Contratos desde a semana passada

O índice Nasdaq Veles California Water (NQH2O) foi criado em 2018 pelas empresas Veles Water e WestWater Research em parceria com a Nasdaq. Mas os contratos são recentes e só passaram a ser vendidos na semana passada, após meses de análise. Neles, é levado em conta o valor estipulado pelo índice no momento de fechar uma compra.

Como é feito o negócio?

O índice é calculado por dez acres-pé, que correspondem a cerca de 1,2 milhão de litros - suficiente para encher duas piscinas olímpicas. As negociações são para situações futuras, ou seja, para ter a garantia do produto em questão de meses e até anos. Hoje, o índice é cotado em US$ 489,11 e, por isso, o contrato é negociado a US$ 4.890.

Veja um exemplo de cálculo: Em janeiro, uma fazendeira prevê uma época de seca e estima que vai precisar de 100 acres-pé de água para uso em junho. Na época, por exemplo, o índice está cotado em US$ 500 por acre-pé.

Prevendo aumento de preços, a fazendeira decide negociar dez contratos para junho —cobrindo a necessidade de água e evitando compra com a esperada do preço na época de seca. A compra custará US$ 50 mil.

Quando chega junho, o preço da água pelo índice poderia estar, por exemplo, em US$ 560 por acre-pé. A fazendeira nesse caso economizou na compra.
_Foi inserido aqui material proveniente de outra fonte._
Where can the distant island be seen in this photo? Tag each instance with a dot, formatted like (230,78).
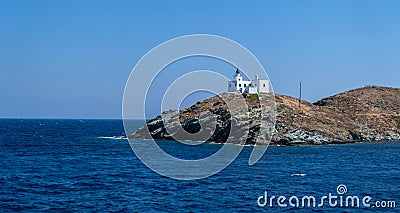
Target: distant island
(371,113)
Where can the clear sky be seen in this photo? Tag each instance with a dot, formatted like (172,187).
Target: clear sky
(71,59)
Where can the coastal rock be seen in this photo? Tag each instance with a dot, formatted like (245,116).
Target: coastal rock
(365,114)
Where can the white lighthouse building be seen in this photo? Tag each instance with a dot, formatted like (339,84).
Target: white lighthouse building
(255,86)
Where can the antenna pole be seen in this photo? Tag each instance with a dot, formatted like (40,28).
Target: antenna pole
(300,96)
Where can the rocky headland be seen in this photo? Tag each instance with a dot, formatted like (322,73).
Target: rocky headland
(371,113)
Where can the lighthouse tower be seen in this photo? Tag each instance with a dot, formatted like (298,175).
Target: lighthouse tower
(252,87)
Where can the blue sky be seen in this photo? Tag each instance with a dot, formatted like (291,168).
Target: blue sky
(71,59)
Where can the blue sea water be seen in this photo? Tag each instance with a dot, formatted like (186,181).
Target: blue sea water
(76,165)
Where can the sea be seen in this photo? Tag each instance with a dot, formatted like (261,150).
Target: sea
(84,166)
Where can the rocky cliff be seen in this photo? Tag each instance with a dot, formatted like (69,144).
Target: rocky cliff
(365,114)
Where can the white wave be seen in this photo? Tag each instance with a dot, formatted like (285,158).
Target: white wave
(113,137)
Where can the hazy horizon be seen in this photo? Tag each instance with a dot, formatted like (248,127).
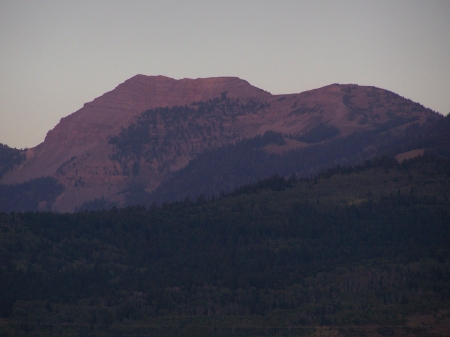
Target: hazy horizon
(57,55)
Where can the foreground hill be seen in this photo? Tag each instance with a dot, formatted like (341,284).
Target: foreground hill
(358,251)
(136,143)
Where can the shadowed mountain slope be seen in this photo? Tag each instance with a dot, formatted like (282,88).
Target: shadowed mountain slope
(129,141)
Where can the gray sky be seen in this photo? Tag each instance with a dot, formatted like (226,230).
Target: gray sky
(57,55)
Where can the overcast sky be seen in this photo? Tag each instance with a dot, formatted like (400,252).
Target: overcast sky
(57,55)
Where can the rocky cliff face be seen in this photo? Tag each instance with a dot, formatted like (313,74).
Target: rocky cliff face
(80,151)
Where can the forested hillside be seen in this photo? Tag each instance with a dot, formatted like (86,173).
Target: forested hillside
(361,248)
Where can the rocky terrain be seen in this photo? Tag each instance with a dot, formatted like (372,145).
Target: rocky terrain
(140,134)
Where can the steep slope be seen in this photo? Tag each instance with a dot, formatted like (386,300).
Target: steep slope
(137,135)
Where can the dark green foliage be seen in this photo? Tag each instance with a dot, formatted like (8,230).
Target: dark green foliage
(96,205)
(319,133)
(33,195)
(357,245)
(182,125)
(224,169)
(9,157)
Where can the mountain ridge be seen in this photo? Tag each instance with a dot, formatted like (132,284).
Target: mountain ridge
(79,153)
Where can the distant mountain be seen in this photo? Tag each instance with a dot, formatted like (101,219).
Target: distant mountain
(156,139)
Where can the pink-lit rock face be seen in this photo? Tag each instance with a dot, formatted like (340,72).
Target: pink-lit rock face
(78,154)
(107,113)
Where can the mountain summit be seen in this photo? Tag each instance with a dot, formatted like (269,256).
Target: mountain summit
(142,136)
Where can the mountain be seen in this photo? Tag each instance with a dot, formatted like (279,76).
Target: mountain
(154,138)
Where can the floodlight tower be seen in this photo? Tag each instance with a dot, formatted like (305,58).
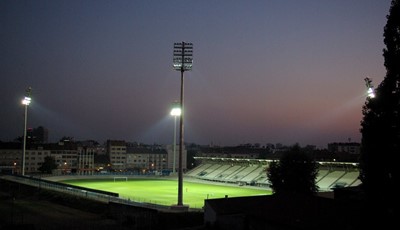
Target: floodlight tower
(370,87)
(26,101)
(182,61)
(175,112)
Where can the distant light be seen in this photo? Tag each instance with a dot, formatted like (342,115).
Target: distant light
(371,93)
(176,112)
(370,87)
(26,101)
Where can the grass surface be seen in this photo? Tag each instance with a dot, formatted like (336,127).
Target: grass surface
(165,192)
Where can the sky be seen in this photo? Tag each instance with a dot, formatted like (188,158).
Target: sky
(276,71)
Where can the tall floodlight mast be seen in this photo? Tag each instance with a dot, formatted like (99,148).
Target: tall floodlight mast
(182,61)
(26,101)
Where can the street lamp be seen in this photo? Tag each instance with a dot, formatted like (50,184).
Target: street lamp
(26,101)
(370,88)
(176,111)
(182,61)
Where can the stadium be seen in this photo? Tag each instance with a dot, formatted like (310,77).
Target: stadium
(244,177)
(213,179)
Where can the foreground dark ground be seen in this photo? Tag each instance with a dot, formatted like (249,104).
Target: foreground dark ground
(25,207)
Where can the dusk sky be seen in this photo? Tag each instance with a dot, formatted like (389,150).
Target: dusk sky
(268,71)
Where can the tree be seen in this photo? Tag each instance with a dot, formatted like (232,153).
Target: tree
(295,172)
(48,165)
(380,127)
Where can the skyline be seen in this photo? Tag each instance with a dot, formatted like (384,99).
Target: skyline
(266,72)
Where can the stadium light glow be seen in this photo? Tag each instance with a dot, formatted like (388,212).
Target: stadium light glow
(26,101)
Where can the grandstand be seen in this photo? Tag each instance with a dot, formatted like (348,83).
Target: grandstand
(253,172)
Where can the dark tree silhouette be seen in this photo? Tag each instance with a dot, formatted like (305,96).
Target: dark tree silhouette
(380,127)
(295,172)
(48,165)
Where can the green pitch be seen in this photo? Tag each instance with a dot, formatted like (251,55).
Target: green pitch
(165,192)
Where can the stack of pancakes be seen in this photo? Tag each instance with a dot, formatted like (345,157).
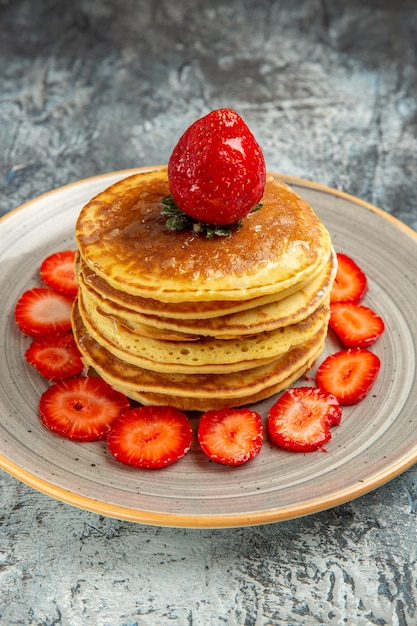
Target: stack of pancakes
(174,317)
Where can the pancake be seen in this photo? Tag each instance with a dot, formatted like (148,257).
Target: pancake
(289,310)
(197,392)
(182,310)
(173,317)
(206,355)
(122,237)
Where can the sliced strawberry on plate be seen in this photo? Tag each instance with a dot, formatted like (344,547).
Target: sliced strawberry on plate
(81,409)
(356,325)
(55,357)
(57,271)
(217,170)
(150,437)
(230,436)
(350,283)
(348,374)
(43,311)
(301,419)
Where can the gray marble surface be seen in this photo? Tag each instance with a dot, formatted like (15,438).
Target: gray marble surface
(330,90)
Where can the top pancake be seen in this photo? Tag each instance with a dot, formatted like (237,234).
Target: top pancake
(122,238)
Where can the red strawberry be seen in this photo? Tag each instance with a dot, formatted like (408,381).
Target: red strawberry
(217,170)
(57,271)
(348,374)
(150,436)
(350,283)
(56,357)
(43,311)
(230,436)
(301,418)
(357,326)
(81,409)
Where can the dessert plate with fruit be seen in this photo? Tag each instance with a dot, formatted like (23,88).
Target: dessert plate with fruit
(360,442)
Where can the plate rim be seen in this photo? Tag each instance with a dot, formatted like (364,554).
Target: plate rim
(181,520)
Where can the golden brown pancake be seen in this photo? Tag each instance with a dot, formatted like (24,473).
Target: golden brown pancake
(178,318)
(266,317)
(122,237)
(197,392)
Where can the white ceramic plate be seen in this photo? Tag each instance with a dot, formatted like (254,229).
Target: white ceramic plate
(376,440)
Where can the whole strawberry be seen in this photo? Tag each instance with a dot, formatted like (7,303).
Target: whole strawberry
(217,170)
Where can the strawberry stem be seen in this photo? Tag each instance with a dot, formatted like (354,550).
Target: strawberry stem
(178,220)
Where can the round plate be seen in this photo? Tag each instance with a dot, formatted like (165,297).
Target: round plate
(375,441)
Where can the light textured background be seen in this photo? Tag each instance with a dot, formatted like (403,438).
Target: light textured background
(330,90)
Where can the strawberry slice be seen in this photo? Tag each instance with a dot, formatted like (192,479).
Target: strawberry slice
(57,271)
(356,325)
(301,419)
(150,437)
(350,283)
(55,357)
(230,436)
(81,409)
(43,311)
(348,374)
(217,170)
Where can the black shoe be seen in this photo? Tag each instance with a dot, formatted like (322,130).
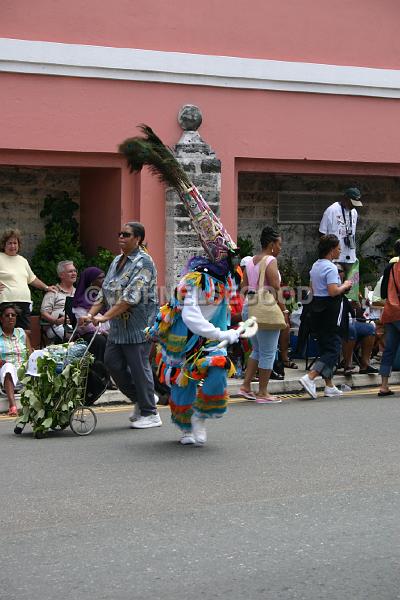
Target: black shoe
(276,376)
(368,371)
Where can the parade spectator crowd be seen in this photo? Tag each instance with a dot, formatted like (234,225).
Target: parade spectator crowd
(111,306)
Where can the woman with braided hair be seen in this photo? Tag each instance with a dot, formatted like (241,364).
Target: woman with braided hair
(265,343)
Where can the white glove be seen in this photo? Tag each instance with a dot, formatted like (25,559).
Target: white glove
(231,336)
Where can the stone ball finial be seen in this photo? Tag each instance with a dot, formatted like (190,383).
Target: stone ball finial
(190,117)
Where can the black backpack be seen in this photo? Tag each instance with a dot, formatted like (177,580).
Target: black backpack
(385,280)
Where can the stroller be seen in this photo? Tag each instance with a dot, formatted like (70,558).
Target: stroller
(62,395)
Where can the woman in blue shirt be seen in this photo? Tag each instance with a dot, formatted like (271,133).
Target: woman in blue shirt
(128,299)
(327,315)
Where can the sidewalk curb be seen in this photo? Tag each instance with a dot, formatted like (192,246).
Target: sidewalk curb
(287,386)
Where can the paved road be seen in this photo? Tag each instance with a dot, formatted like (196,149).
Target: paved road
(291,501)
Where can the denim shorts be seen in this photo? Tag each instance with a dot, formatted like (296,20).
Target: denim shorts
(360,329)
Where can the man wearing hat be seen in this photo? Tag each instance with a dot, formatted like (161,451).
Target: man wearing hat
(340,218)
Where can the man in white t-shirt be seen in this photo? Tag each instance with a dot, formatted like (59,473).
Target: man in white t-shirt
(340,218)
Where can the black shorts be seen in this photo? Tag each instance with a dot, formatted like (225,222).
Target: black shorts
(23,319)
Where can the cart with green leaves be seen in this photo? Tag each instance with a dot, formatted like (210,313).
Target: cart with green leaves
(55,390)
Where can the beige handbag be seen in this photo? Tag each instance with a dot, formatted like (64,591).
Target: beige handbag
(263,306)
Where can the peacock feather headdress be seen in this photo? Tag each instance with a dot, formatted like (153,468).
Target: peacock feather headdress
(149,150)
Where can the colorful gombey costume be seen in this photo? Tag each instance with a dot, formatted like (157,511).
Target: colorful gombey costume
(190,327)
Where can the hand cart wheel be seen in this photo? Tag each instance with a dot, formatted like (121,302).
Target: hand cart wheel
(83,420)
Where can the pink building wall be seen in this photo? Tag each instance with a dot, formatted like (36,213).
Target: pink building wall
(342,32)
(53,120)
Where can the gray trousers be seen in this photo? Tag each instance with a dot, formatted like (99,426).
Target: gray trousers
(130,368)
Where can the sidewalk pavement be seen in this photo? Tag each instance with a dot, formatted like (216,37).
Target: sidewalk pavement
(290,385)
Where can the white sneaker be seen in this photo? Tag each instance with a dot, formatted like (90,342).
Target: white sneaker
(147,422)
(332,391)
(309,385)
(135,414)
(199,431)
(187,438)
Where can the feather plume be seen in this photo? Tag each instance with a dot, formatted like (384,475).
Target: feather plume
(150,150)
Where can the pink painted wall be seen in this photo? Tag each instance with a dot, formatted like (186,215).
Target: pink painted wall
(353,32)
(74,121)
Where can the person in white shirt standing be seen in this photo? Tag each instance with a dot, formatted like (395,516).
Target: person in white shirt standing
(340,219)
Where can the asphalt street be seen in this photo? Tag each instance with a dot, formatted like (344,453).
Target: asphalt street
(291,501)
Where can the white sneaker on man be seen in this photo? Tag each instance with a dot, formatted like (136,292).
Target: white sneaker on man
(332,391)
(199,430)
(187,438)
(147,422)
(309,385)
(135,414)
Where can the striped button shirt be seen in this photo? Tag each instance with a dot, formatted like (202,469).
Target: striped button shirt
(13,347)
(136,284)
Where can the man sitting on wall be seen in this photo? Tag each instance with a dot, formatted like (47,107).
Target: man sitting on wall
(53,304)
(360,332)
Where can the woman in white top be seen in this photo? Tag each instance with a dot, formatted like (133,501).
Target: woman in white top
(16,276)
(327,315)
(265,343)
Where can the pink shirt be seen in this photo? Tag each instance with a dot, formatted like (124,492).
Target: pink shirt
(253,273)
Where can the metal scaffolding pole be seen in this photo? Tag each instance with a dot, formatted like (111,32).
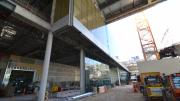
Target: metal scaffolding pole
(46,63)
(82,71)
(119,76)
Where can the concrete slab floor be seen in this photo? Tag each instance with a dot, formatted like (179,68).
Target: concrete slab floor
(20,98)
(121,93)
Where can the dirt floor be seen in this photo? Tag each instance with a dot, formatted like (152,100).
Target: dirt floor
(123,93)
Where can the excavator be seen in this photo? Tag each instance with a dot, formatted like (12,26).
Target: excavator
(172,87)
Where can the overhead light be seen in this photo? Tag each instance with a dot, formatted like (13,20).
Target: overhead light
(7,32)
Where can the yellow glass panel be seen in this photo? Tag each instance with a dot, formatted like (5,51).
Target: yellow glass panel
(61,10)
(86,12)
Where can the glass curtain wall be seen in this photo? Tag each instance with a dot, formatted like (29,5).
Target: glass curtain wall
(97,74)
(87,13)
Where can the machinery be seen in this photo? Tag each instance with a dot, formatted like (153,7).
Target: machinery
(172,87)
(152,86)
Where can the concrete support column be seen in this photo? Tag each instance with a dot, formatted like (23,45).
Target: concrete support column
(119,79)
(82,71)
(46,63)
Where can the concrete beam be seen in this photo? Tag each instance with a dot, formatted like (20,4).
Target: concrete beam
(30,18)
(46,63)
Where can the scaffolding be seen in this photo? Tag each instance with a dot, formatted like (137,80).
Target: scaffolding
(148,44)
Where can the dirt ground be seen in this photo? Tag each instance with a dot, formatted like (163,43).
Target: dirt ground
(122,93)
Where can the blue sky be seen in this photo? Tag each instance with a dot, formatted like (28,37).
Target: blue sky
(124,41)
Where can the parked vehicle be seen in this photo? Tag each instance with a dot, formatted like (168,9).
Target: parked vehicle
(172,87)
(152,86)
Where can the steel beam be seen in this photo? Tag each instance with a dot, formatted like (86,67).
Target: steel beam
(82,71)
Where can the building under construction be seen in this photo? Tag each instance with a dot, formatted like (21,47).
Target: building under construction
(53,44)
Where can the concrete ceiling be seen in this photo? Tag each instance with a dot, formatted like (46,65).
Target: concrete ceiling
(116,9)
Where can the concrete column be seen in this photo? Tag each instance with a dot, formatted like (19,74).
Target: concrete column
(82,71)
(119,76)
(45,67)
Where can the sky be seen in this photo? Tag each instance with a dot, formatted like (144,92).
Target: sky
(164,17)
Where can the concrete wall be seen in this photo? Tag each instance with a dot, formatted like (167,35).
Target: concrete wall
(113,75)
(60,72)
(57,72)
(167,66)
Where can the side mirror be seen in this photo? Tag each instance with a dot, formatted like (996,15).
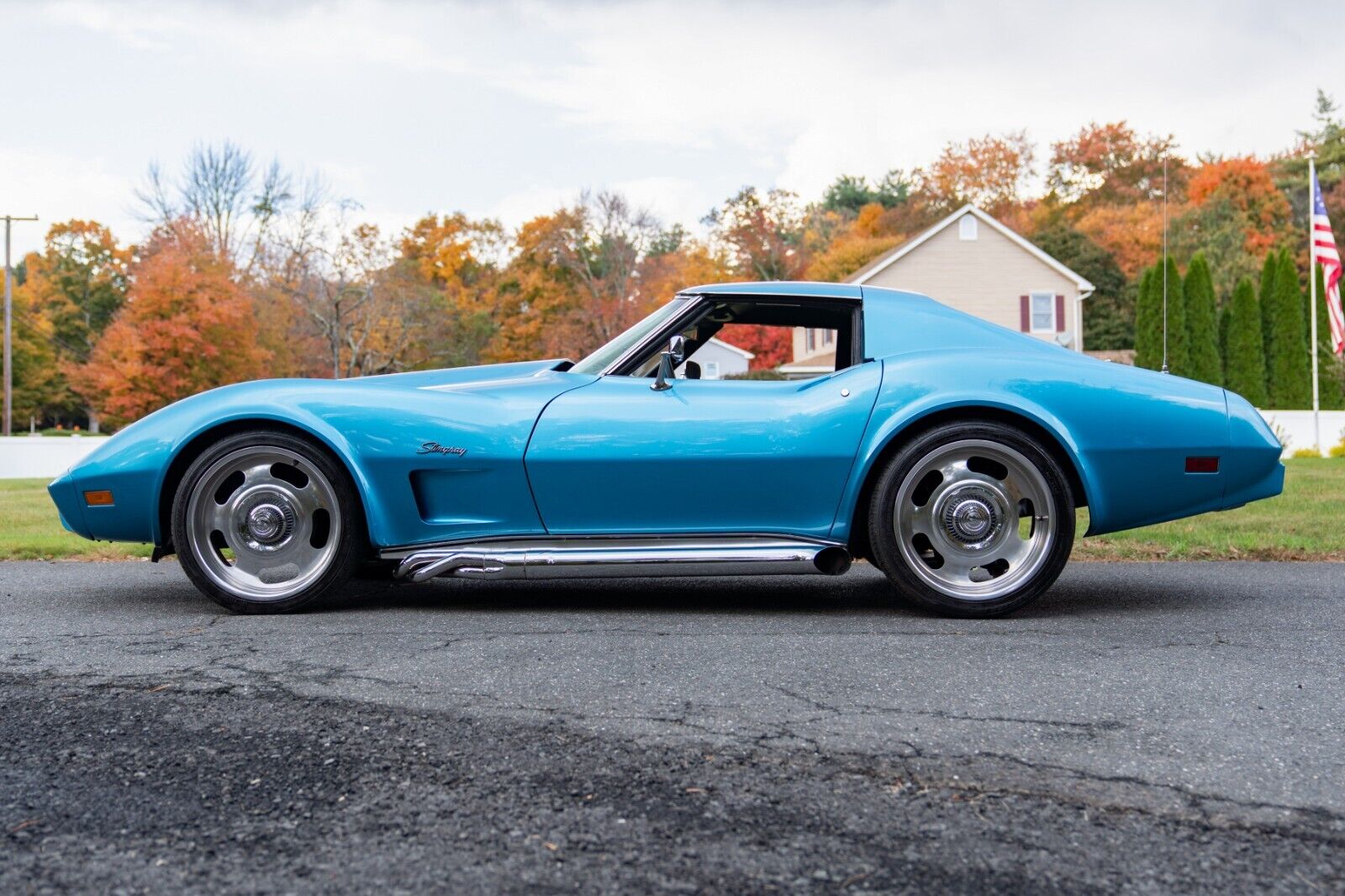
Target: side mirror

E, se não usar toda a água, ainda pode vender o excedente e lucrar.

A água é propriedade privada?

Diferentemente do Brasil, nos EUA a água é propriedade de quem é dono da terra, e não é pertence a um governo, afirma Daniel José da Silva, professor do departamento de engenharia sanitária e ambiental da UFSC (Universidade Federal de Santa Catarina).

Apesar disso, todas as negociações e vendas nos EUA são revisadas por uma agência do governo.

É possível comprar água a distância?

Na prática, a compra das cotas na Bolsa de Valores americana não permite que a água saia dos EUA e abasteça outros mercados. Segundo o trader de derivativos e CEO da Nox Bitcoin, João Paulo Oliveira, os custos de transporte não compensariam pelo valor do produto -como ocorre com o petróleo, que é levado para quilômetros de distância do ponto de prospecção.

Porém, o professor da UFSC observa que isso até pode ocorrer caso outras Bolsas de Valores passem também a negociar contratos futuros de água.

Preciso me preocupar?

Depende, já que não há consenso em relação a esse ponto. Para Silva, há possibilidade de colapso de recursos hídricos - caso se pense apenas no lucro e não na sustentabilidade do sistema.

"Não é legal para o consumidor ter um produto tão vital ao ser humano à disposição de especuladores. Não precisamos disso", declarou Silva.

O CEO da NOX Bitcoin declara que a venda de cotas de água na Bolsa não afeta "em absolutamente nada" o consumidor individual, já que esse tipo de contrato é feito para grandes indústrias ou fazendeiros que precisam de quantidade expressiva do recurso futuramente.

Segundo Oliveira, esse mecanismo serve como "proteção de risco" contra aumento de preço ou escassez de água. Além disso, a comercialização das cotas ocorre nos EUA.

"Esses contratos definem como a água vai ser entregue, e esse tipo de coisa é fundamental para quem trabalha com produção, para se proteger de variação de preço de mercado", observa o trader, que destaca a facilidade de planejar custos de produção.

Mas a água é ou não uma mercadoria?

Luiz Fernando Scheibe, professor aposentado do departamento de Geociências da UFSC, afirma que a água é reconhecida pela ONU (Organização das Nações Unidas) como direito fundamental do ser humano desde 2010. E ressalta que o entendimento da água como mercadoria não é recente.

"O Brasil, ao comercializar toneladas de carne e soja com outros países, acaba indiretamente vendendo o líquido, utilizado para a produção desses produtos, chamada de 'água virtual'. Para 1 kg de carne de boi, são necessários 15 mil litros de água", disse.

Além disso, hoje mais da metade do mercado de água engarrafada no Brasil é controlado por grandes multinacionais como Nestlé, Coca-Cola e Danone, segundo ele.